Pinheiro takes charge of his fifteenth Champions League match
João Pinheiro of Portugal has been appointed for the second leg, his fifteenth Champions League fixture. The thirty-eight-year-old averages 3.71 yellow cards and 0.14 penalties per match across his career, the kind of profile that lets a high-tempo game breathe rather than dictating it. He has officiated Bayern twice, both Bayern wins, against Slovan Bratislava in last season's league phase and PSV in this one. His one previous PSG match was the 2025 UEFA Super Cup defeat of Tottenham, and he was fourth official at last season's Champions League final.
Referee Stats: João Pinheiro
| Stat | Value |
|---|---|
| Career Champions League Matches | 14 (15th tonight) |
| Career Yellow Cards/Match | 3.71 |
| Career Penalties/Match | 0.14 |
| Career Red Cards/Match | 0.07 |
| FIFA Listed Since | 2016 |
Both previous Bayern assignments ended in Bayern wins (Slovan Bratislava, PSV). One previous PSG match: 2025 UEFA Super Cup defeat of Tottenham. 4th official at the 2025 UCL Final. VAR: Marco Di Bello (Italy).
Why this is closer than the scoreline suggests
The aggregate scoreline says PSG are eighty more minutes from the final. The match they will play to defend it suggests something narrower. Bayern arrive in Munich with their fittest, freshest starting eleven, with their entire first-team squad available bar Gnabry, and with a manager who has spent every public minute since the first leg telling anyone listening that his team will get to where they need to be. Tuesday's press conference was an hour of low-temperature confidence: we want to beat PSG, we want to reach the final, the way we play is the way we play. There was nothing in his manner that suggested he thought the tie was already lost.

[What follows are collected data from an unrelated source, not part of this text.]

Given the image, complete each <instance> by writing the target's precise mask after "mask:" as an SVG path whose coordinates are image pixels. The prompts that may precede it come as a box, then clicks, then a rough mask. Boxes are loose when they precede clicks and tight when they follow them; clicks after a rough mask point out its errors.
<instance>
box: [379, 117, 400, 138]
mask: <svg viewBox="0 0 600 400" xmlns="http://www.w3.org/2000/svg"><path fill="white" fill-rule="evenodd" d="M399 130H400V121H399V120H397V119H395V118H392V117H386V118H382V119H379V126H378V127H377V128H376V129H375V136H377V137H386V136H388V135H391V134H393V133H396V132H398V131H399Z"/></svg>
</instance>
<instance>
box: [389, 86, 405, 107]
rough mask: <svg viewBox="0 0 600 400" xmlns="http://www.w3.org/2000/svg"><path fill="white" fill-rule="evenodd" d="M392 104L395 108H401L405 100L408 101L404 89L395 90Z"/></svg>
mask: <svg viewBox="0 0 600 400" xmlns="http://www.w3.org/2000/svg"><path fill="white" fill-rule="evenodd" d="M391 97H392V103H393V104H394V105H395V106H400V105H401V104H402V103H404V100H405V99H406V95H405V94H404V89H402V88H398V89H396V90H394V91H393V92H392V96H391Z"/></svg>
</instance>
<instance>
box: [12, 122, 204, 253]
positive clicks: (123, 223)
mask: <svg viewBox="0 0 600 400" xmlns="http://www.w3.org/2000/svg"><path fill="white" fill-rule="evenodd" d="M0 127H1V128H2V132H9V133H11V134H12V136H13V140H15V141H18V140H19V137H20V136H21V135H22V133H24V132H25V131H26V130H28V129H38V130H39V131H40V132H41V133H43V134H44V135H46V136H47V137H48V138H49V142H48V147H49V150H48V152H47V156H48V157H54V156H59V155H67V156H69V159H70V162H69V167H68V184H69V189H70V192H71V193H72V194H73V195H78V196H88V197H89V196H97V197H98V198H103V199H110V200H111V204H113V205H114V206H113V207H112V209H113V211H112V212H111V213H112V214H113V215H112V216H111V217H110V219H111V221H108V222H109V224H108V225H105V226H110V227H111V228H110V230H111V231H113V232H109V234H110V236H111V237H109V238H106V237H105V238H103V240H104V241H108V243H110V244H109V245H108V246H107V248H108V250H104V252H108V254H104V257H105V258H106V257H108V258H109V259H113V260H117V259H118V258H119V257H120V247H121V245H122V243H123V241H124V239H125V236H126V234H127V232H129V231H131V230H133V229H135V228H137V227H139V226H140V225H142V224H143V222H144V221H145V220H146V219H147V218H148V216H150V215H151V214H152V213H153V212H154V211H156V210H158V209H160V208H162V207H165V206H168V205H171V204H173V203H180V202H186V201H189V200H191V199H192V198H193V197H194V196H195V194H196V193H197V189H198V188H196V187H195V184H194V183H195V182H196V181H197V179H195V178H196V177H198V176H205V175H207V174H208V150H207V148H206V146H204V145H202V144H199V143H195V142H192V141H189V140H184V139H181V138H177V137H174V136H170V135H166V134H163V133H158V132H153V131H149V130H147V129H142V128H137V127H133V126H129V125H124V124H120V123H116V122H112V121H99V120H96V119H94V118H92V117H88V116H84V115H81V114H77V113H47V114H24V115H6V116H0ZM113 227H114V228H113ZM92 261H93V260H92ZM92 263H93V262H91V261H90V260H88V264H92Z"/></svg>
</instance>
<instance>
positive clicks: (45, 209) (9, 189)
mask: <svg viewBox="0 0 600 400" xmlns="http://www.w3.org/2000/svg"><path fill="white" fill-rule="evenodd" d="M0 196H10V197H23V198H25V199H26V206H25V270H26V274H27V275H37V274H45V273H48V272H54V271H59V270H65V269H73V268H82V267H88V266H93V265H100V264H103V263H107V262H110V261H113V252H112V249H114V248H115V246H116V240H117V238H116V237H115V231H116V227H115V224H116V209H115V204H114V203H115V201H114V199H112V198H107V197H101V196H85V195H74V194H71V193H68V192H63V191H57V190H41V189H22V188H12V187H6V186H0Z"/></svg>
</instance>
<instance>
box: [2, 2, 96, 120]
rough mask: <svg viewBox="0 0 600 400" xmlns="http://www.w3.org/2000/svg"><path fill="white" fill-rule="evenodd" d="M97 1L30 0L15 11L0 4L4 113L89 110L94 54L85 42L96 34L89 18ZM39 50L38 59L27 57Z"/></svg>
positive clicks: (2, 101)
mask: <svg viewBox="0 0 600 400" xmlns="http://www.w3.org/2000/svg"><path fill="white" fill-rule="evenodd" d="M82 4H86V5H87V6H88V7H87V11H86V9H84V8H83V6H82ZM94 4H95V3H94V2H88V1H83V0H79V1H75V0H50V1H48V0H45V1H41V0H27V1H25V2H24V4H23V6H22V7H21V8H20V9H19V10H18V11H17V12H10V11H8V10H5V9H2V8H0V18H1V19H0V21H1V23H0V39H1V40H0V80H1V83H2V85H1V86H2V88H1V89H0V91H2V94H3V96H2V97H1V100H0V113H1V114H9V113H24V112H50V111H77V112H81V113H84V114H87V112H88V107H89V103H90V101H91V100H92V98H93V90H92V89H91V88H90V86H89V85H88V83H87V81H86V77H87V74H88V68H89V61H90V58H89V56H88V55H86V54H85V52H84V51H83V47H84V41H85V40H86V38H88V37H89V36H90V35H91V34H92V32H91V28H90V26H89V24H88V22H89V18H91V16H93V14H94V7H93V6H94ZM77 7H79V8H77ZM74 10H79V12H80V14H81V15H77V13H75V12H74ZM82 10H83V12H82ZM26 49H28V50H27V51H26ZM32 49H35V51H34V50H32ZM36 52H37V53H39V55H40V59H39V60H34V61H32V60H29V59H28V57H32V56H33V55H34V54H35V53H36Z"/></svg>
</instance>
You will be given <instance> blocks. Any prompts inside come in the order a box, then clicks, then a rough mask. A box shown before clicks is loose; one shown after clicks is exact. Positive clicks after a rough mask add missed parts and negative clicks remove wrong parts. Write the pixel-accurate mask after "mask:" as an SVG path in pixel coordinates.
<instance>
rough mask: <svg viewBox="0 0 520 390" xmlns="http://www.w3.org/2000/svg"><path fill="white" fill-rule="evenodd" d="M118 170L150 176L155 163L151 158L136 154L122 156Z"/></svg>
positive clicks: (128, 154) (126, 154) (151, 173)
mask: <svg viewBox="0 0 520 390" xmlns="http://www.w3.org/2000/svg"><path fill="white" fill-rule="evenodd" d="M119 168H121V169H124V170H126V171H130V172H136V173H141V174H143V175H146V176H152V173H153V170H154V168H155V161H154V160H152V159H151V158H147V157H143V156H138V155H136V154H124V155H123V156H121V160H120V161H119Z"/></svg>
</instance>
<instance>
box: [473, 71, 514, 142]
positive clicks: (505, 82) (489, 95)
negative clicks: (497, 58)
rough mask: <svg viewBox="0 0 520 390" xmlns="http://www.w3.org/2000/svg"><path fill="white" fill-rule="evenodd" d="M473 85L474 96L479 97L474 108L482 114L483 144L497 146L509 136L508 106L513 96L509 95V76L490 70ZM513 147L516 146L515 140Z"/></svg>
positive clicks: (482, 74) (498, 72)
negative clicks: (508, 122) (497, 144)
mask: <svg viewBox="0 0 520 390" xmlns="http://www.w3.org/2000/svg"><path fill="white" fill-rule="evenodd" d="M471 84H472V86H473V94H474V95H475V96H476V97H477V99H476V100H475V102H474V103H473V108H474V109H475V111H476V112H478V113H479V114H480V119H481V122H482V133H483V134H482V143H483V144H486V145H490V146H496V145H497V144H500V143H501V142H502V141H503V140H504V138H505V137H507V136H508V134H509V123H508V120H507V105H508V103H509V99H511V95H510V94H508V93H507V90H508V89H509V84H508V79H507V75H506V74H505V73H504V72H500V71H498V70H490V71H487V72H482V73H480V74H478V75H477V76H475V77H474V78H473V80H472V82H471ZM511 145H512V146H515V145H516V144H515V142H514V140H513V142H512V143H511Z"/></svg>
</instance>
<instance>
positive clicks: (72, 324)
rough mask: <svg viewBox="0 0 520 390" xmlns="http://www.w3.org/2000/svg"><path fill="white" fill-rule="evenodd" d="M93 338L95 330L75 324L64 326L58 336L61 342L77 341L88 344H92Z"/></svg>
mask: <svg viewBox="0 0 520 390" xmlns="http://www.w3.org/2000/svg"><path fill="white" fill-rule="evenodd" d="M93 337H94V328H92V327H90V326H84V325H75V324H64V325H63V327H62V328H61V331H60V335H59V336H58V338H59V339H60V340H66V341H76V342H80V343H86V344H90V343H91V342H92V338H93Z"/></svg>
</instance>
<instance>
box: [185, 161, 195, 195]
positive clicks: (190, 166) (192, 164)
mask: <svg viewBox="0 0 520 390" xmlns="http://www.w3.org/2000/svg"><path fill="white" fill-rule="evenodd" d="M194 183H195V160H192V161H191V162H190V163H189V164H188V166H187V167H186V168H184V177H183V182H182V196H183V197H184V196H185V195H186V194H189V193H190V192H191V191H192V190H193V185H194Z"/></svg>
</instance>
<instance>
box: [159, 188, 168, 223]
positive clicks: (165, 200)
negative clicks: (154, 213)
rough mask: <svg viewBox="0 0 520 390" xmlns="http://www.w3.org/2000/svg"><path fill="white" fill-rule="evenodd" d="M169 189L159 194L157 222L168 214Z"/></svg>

PSG arrive without their best defender, with a midfield rotated through a forgettable Saturday, and with a tactical question mark over a flank that has not been weak all season. The first leg taught them that pure transition can hurt this Bayern. The second leg asks whether the controlled mid-block defensive shape they keep showing in flashes is something they can hold for ninety minutes. Bayern have spent the week behaving like a team that doesn't think they can lose.